たとえば夫婦であっても、夫婦ともに国民年金であれば年金月額は約11万円になります。
国民年金のみだったり、厚生年金でも加入期間や収入が少なかったりする場合には、早くから老後資金に備える必要があるでしょう。
なお、65歳未満の国民年金の受給権者は、繰上げ支給を選択した者となっています。
4. 老後、公的年金にどれくらい頼る?
最後に内閣府「生活設計と年金に関する世論調査」より、「あなたは老後の生活設計の中で公的年金をどのように位置づけていますか」という質問に対する答えを確認しましょう。
- 全面的に公的年金に頼る 26.3%
- 公的年金を中心とし、これに個人年金や貯蓄などを組み合わせる 53.8%
- 公的年金にはなるべく頼らず、できるだけ個人年金や貯蓄などを中心に考える 11.7%
- 公的年金には全く頼らない 1.6%
全面的に頼る人は少数派で、半数は公的年金を中心としつつも個人年金や貯蓄などとともに生活すると答えています。
また、公的年金にはなるべく頼らないと考えている人も一定数います。
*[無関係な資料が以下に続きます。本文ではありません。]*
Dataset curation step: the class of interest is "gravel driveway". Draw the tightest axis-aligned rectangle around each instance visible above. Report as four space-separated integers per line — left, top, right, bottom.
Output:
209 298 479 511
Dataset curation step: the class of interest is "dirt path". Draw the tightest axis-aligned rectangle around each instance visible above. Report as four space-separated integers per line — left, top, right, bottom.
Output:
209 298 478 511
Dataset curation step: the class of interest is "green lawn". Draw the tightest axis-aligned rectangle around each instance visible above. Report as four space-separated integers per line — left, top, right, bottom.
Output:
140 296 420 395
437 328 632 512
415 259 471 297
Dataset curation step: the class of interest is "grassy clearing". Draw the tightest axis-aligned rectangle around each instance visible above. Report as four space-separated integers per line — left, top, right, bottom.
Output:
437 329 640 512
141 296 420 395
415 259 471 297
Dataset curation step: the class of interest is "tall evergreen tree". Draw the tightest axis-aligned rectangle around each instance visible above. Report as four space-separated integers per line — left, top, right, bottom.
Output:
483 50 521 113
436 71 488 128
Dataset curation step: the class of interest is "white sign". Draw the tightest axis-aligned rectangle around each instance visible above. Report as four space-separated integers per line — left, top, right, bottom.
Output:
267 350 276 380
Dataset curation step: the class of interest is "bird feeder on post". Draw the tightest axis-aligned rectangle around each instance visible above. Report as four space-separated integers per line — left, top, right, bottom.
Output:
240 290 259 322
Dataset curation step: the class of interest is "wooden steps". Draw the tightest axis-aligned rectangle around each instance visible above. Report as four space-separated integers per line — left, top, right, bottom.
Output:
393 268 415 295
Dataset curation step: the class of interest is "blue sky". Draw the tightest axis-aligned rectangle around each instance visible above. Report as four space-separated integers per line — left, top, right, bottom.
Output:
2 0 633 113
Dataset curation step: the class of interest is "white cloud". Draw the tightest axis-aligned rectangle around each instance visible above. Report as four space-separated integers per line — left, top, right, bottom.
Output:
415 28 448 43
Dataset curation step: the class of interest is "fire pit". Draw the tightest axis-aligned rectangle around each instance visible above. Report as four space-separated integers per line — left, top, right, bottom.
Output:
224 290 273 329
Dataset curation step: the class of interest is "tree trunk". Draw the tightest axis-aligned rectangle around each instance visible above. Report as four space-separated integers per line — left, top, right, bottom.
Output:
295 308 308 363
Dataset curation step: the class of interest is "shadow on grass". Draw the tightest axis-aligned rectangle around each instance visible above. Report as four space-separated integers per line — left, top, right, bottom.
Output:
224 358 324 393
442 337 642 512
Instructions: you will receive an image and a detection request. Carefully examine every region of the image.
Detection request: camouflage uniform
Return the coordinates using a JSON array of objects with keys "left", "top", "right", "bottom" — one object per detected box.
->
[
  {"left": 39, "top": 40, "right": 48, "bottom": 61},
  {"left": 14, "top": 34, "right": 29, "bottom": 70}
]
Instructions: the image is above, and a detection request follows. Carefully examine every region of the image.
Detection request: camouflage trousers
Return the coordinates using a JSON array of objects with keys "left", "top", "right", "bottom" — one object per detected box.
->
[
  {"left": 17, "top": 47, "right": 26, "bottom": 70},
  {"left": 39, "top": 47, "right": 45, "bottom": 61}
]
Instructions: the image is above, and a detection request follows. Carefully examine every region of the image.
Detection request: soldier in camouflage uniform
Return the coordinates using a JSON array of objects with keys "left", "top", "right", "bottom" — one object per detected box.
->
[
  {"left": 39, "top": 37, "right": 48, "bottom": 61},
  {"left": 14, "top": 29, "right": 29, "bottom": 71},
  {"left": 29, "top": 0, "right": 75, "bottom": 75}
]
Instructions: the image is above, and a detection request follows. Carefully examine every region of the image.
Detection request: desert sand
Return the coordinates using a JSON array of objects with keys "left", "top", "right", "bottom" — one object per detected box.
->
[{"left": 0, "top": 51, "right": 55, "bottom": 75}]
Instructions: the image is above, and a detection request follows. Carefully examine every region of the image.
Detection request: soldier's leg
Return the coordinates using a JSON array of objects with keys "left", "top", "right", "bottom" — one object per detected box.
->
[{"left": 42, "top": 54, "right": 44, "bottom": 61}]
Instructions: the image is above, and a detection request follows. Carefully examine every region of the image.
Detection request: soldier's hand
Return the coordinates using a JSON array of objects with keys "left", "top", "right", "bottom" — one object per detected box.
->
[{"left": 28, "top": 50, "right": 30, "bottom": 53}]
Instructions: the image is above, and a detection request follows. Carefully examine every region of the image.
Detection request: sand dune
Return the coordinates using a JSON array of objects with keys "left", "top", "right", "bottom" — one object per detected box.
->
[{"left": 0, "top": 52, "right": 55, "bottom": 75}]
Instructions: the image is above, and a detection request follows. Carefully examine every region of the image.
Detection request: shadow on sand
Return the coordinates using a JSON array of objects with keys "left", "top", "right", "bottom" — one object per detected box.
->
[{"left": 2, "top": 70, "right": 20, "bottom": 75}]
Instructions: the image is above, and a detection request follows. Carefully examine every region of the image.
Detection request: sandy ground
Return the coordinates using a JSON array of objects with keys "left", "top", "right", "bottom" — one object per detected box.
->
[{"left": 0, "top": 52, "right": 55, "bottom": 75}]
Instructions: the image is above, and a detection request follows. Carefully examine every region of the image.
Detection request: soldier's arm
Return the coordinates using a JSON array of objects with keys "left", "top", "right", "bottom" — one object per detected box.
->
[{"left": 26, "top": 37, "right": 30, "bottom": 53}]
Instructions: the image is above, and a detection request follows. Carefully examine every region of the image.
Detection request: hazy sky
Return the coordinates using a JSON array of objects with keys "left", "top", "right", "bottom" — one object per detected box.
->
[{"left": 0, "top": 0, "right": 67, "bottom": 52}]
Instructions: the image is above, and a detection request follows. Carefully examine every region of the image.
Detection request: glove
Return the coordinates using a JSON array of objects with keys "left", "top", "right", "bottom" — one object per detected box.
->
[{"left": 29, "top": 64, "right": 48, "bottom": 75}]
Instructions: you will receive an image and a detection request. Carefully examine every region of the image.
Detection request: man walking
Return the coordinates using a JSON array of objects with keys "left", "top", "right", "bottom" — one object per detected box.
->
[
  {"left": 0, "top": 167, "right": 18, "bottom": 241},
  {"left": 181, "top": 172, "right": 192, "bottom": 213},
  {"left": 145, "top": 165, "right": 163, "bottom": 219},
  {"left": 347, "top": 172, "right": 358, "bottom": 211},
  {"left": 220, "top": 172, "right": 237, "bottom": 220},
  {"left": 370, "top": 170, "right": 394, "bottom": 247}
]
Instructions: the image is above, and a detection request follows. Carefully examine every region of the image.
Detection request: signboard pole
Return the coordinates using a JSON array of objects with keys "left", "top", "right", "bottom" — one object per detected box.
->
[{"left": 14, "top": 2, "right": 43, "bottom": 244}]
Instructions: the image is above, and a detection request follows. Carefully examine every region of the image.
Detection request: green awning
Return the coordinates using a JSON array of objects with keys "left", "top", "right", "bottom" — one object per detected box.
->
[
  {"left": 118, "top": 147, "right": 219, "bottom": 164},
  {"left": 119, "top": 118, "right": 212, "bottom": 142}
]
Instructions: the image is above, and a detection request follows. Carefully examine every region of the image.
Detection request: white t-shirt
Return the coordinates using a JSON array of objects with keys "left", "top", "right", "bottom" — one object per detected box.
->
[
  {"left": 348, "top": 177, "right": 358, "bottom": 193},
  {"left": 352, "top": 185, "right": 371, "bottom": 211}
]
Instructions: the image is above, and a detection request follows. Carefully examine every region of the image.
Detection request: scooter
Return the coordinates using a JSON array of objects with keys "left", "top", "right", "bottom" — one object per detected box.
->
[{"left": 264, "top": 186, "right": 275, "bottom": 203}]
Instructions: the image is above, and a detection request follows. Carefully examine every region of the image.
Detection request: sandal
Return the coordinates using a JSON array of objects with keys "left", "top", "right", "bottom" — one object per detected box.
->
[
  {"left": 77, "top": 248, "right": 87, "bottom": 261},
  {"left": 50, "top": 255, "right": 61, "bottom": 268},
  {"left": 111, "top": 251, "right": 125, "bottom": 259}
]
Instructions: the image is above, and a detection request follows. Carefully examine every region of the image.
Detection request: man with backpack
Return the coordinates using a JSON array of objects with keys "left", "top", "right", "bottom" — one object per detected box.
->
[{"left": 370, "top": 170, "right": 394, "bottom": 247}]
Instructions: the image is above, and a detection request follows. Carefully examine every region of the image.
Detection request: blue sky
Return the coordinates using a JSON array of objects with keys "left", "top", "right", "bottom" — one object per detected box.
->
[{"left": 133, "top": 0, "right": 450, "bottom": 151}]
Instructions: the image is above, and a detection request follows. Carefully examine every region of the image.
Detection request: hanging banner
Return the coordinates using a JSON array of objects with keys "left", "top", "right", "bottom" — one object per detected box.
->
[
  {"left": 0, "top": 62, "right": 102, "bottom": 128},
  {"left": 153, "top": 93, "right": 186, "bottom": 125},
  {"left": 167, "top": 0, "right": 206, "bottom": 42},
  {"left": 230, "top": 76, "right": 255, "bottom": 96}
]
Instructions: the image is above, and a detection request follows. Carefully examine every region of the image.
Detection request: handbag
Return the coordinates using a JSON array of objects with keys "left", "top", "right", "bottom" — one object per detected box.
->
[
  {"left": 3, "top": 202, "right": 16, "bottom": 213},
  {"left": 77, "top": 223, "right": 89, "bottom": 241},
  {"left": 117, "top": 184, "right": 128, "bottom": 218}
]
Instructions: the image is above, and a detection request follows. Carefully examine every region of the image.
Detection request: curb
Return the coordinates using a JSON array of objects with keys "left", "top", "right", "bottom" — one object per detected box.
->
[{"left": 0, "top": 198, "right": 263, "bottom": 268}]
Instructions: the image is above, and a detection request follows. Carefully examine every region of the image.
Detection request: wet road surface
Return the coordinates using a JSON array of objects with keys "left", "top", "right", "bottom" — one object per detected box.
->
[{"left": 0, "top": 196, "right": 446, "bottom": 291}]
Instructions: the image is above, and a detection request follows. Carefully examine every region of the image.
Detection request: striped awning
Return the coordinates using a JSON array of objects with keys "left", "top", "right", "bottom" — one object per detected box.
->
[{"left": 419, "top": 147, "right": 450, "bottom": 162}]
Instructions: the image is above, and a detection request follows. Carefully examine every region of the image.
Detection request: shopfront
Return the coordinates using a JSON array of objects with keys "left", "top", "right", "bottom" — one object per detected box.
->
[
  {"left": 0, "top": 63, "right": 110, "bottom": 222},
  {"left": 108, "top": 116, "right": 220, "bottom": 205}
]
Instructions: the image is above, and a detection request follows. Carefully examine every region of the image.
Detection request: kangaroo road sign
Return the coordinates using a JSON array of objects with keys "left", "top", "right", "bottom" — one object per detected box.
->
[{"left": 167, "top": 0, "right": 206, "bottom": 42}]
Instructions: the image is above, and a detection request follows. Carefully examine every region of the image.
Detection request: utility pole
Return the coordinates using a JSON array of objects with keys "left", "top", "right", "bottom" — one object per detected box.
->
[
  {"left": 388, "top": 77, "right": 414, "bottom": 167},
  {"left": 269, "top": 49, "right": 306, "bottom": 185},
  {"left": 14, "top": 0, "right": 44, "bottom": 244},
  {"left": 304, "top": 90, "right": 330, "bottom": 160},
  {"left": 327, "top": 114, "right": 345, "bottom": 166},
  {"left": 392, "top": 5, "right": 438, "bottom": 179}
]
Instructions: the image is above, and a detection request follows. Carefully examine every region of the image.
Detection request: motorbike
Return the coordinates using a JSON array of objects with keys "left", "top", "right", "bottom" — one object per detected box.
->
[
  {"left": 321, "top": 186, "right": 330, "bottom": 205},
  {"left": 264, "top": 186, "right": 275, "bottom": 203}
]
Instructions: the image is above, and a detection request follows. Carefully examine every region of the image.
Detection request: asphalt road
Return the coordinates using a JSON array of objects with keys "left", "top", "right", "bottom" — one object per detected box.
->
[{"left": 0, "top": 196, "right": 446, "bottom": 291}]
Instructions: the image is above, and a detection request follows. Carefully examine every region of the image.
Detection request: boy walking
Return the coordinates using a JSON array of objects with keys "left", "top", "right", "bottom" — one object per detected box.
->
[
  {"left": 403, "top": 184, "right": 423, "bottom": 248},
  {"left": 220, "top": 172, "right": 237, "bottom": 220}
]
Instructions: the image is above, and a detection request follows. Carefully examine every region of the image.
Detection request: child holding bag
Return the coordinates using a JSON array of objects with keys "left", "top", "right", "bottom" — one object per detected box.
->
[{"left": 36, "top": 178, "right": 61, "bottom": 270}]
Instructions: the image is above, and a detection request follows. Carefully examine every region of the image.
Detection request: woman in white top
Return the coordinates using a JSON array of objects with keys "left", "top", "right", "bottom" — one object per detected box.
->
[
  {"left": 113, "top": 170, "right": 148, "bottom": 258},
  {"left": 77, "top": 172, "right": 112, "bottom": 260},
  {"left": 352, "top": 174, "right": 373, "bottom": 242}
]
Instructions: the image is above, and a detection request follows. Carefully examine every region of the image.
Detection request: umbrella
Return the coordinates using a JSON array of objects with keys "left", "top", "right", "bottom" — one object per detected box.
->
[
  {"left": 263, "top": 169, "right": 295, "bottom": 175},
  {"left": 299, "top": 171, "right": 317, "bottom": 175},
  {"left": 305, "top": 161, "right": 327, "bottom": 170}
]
先の見えない世の中では、早くからの対策が重要でしょう。
5. 公的年金以外も備えを
少子高齢化の日本においては、今後年金受給額が変わる可能性もあるでしょう。
ただ、公的年金は受給開始から生涯にわけて受け取れる点はメリットですので、まずは公的年金を増やすことを検討してもいいでしょう。
一方で、個人年金保険やiDeCo、新NISAなどを利用して、預貯金にあわせて私的年金や資産運用などで備えることも大切です。
資産運用にはリスクがありますが、効率よく貯蓄を増やすことも可能でしょう。
ご自身の老後のためにも、まずは情報収集からはじめてはいかがでしょうか。